For each class I intend to set up a project room within the Learning Place or Ning. Within this project room students will have their own blog for reflection on their learning (Queensland Government Department of Education Training and the Arts, n.d.). I will monitor the appropriate use of these (Churches, The Digital Citizen, n.d.) via an RSS aggregator and I will post questions to students’ blogs to foster higher order thinking (Eisner, 2000). There will be a forum where students can discuss topics, ask questions or chat, and group wiki’s will be established to facilitate student collaboration (Kearsley & Schneiderman, 1999) and work on group assignments. There will be multiple open online quizzes progressively added that students may access multiple times to embed their knowledge on the work covered each term and to provide them with instant feedback (McInerney & McInerney, 2006) on their results and to refresh their memories prior to any exams or tests.
I will use this project room as my virtual class room; I will post assignment details with related criteria sheets and guidelines for completion of various stages, I will post recommended reading and websites, I will post the work that we will be completing/ have completed in class along with resources such as PowerPoint’s, and hyperlinks to files or other media as well as to the class website that I will also set up.
The class website will provide such details as; my contact details, general school contact details, along with links to government sites that outline curriculum requirements, a link to copyright laws and, a link to the school’s homepage and policy information. Now that all of this is in the virtual class room and on the website what will I do in the real classroom? I will utilise bubbl-us with the interactive white board to brainstorm with the students on the given topic. I will give the students the background information they require and I will ask questions of the students to stimulate their thinking and, I will ask if they have any questions. I will provide positive descriptive feedback to the students (Queensland Government, Education Queensland, 2006)and I will encourage students to use creativity and technology in their assignments (Queensland Government Department of Education Training and the Arts, n.d.) and I will give the students guidelines to follow when using the internet (Churches, The Digital Citizen, n.d.). In short, I will provide the students with the assistance they require as they require it to scaffold their learning (McInerney & McInerney, 2006).
The outline I have given above, along with Webquests, allow students to access their class details at anytime, from anywhere in the world as long as they have their mobile phone with them, or access to a computer.
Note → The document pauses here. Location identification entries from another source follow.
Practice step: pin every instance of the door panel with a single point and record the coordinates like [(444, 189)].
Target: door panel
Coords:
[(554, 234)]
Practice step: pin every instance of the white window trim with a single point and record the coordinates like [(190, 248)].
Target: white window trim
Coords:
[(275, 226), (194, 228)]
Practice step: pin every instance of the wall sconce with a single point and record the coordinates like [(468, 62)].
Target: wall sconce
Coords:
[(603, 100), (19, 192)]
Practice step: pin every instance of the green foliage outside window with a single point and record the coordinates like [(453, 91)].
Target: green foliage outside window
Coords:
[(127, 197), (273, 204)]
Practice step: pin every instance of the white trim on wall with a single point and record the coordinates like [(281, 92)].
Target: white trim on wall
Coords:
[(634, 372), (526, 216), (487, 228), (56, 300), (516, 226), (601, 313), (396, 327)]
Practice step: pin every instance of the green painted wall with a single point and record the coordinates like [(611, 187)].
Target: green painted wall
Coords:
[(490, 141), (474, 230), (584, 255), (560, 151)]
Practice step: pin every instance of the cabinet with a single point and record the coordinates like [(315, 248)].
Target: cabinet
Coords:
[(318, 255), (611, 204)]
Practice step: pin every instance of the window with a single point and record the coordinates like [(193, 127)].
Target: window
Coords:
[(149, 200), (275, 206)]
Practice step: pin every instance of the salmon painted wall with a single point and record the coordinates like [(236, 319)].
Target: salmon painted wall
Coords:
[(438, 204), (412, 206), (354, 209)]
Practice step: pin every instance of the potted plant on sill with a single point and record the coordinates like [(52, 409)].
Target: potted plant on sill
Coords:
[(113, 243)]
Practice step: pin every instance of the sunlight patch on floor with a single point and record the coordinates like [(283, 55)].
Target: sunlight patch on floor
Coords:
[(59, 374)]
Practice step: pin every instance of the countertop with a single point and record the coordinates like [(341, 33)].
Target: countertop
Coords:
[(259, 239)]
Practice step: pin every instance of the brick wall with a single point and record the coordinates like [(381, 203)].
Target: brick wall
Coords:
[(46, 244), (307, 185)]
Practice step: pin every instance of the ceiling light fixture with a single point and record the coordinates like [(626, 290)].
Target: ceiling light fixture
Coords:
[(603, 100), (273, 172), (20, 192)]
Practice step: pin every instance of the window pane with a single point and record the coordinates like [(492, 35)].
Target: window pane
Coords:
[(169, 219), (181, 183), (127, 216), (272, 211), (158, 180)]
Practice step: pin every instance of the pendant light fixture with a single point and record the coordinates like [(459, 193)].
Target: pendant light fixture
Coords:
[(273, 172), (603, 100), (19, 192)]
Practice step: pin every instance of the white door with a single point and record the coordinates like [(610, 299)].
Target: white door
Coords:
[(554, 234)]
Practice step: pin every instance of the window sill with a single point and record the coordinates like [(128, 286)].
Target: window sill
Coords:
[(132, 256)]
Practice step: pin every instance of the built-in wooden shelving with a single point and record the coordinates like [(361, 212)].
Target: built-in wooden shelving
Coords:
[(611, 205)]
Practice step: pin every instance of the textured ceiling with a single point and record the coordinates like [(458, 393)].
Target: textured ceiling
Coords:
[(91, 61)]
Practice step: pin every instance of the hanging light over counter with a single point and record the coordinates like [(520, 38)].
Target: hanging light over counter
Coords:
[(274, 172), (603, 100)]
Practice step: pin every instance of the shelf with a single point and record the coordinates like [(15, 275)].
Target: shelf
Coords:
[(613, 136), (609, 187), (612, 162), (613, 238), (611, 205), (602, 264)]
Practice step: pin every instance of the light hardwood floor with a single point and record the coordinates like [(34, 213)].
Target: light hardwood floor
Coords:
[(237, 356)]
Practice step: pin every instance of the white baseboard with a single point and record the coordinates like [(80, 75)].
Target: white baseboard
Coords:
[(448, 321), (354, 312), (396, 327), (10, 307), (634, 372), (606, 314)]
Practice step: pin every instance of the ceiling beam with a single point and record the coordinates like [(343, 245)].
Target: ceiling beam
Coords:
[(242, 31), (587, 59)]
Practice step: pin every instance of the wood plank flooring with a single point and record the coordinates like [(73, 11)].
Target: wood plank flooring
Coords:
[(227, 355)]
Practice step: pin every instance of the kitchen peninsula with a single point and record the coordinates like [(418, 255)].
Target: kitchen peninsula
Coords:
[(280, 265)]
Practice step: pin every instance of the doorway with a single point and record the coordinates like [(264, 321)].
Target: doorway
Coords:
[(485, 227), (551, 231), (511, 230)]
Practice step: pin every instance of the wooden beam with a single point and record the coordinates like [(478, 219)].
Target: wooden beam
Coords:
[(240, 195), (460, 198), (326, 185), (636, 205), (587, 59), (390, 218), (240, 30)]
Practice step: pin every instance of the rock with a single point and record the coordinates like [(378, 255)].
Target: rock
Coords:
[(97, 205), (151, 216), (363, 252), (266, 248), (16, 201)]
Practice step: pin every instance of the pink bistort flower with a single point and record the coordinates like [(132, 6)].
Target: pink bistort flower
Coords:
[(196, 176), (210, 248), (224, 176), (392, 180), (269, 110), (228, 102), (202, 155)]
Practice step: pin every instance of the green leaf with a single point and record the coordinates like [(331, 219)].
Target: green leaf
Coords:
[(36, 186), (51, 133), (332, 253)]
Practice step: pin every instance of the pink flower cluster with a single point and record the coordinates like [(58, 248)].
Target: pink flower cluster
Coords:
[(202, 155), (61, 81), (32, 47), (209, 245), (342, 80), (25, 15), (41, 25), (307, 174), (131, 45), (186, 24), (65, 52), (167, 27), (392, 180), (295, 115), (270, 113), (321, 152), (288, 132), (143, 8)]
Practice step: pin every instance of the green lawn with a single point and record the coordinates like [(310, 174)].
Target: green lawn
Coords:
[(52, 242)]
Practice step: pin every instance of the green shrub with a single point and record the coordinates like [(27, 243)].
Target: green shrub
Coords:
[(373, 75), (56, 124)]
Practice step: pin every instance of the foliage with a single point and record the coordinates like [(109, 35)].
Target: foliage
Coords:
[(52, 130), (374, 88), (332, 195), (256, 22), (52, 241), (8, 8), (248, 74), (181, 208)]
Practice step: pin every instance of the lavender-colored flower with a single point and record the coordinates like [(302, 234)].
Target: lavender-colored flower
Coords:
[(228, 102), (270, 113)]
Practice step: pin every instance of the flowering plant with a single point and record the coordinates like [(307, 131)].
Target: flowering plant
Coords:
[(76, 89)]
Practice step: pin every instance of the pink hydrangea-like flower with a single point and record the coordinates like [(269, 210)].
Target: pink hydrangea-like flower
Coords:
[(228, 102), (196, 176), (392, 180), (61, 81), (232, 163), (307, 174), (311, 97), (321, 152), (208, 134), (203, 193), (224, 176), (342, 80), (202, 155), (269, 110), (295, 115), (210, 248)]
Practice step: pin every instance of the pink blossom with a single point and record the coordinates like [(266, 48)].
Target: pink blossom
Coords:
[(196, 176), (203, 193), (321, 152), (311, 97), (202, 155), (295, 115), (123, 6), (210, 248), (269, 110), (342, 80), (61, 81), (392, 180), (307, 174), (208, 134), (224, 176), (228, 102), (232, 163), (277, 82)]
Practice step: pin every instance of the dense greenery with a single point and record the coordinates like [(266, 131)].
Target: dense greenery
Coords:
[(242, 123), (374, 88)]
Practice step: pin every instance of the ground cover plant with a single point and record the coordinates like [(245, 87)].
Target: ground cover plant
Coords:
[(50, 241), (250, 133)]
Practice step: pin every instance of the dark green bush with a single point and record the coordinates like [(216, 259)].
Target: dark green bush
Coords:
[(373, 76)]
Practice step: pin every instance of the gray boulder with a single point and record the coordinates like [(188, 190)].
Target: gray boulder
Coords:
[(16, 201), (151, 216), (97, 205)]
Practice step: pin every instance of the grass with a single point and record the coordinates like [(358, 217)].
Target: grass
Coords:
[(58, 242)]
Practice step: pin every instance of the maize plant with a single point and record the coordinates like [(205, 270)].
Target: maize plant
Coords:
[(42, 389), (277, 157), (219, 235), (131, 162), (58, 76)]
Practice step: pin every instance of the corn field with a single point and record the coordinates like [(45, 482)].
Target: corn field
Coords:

This gives students control over their school work and there should be no surprises bar good ones. The use of online file storage, wiki’s and a virtual classroom means that I never need worry about leaving a file I need on the wrong computer or forgetting the memory stick as the information would be available to me online. I would like to utilise the mobile phone as well by using SMS to remind students of when major tasks are due as well as use in the classroom for information searches and data input such as I have described in my blog posting
I have had discussions with my peers in regards to the use of these technologies and copies of these postings are included in Appendix 2, I anticipate these discussions continuing as we each progress towards becoming Learning Managers in different fields and implementing these technologies. To ensure that I stay current with technology and its uses I have subscribed to the blogs of various authors I have citied in this paper and I have subscribed to various e-newsletters and the educational origami wiki, as they each explore technology and its educational uses in depth with many ideas in implementation of web2.0 tools in classrooms.